Jonathon Niese has struck out 26 in 21.1 innings.

Jonathon Niese sat in a visiting clubhouse in New Jersey last week, his workload complete for the afternoon and his unbeaten record improved to three victories.

Yet the 19-year-old left-hander couldn't claim to be completely satisfied with the performance. Though he held the Lakewood Blue Claws to one run on six hits in a 2-1 Hagerstown Suns victory, Niese couldn't get past the fifth inning, a barrier he has yet to crack this season.

"I mixed my pitches up well and used my fastball to throw a lot of strikes," Niese said. "They fouled a lot of pitches off and put me deep counts. That's why I couldn't go six or seven, and that's something I'm working on. I need to get past five."

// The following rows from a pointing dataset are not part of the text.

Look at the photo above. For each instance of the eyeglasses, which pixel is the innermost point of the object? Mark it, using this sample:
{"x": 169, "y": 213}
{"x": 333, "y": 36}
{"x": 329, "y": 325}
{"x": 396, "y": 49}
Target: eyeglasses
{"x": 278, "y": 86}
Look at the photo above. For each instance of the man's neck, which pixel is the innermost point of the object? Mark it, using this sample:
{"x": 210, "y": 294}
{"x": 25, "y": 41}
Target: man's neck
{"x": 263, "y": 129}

Niese said he has quickly learned that professional hitters don't react and behave quite like the high school batters he was dominating at Defiance High School in Defiance, Ohio at this time last year.

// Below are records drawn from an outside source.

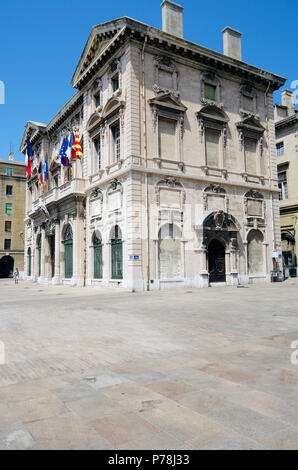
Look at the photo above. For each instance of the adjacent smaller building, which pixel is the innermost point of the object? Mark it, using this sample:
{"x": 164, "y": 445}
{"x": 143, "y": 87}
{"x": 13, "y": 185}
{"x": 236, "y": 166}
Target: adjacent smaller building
{"x": 12, "y": 213}
{"x": 286, "y": 129}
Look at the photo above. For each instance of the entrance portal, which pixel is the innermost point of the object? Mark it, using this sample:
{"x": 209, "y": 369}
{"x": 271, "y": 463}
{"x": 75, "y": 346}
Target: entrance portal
{"x": 6, "y": 267}
{"x": 216, "y": 261}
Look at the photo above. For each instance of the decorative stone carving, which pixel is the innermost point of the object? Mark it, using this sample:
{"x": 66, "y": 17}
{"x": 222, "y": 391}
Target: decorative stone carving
{"x": 165, "y": 65}
{"x": 215, "y": 188}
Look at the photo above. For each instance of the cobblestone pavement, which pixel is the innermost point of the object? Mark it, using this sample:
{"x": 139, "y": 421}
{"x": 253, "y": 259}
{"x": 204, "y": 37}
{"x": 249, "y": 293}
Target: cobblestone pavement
{"x": 106, "y": 369}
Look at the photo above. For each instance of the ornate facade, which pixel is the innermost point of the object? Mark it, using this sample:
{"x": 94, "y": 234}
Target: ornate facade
{"x": 178, "y": 185}
{"x": 286, "y": 129}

In his senior year of high school, Niese went a perfect 12-0 with a near-perfect 0.09 ERA, blowing hitters away primarily by using a mid-90s fastball with good movement. The sterling performance led the Mets to take Niese in the seventh round of the June 2005 Free Agent Draft.

"In high school, I think a lot of guys are afraid," Niese said. "These (professional hitters) will stand right in there, and it doesn't matter how hard you throw. With pros, they're going to hit you.

"That's why, when I turned pro, I realized I can't go by the velocity of my fastball anymore. I've got to go with my change-up and curveball and mix it up a lot."

Niese has started on the right path. After pitching in seven games for the Gulf Coast (Rookie) Mets last season, Niese opened 2006 by beating Lakewood twice in the season's first month, as well as scoring a win at Lake County.

He has allowed a total of seven earned runs in 21.1 innings entering Wednesday's action for a 2.95 ERA, and has allowed no more than three runs in any start.

"He's thinking it out," Hagerstown manager Frank Cacciatore said. "He's got a lot to learn and he's getting better every day. That's really why he's here in this league. I think he's on track."

Niese often does not have to worry about commanding his fastball, though it can blip up as a problem at times - on April 22, Niese walked a career-high five against Lake County, and was out of the game by the fourth inning.

Most times, though, Niese will use his fastball to set up a developing change-up that features good late movement and a sweeping 12-to-6 curveball.

"At times, [the curve is] really sharp, and at times it tumbles," Cacciatore said. "He's got to learn to find the consistency."

After fanning 144 in 76 high school innings last year, Niese has struck out 26 batters this season. As his off-speed pitches continue to develop, those numbers should rise.

"Foul balls and deep counts; that's professional baseball," Niese said. "Something I'll need to work on is a putout pitch that's going to get them out, that they're not going to foul off. I'm still learning and working. I'm in the development phase of my career."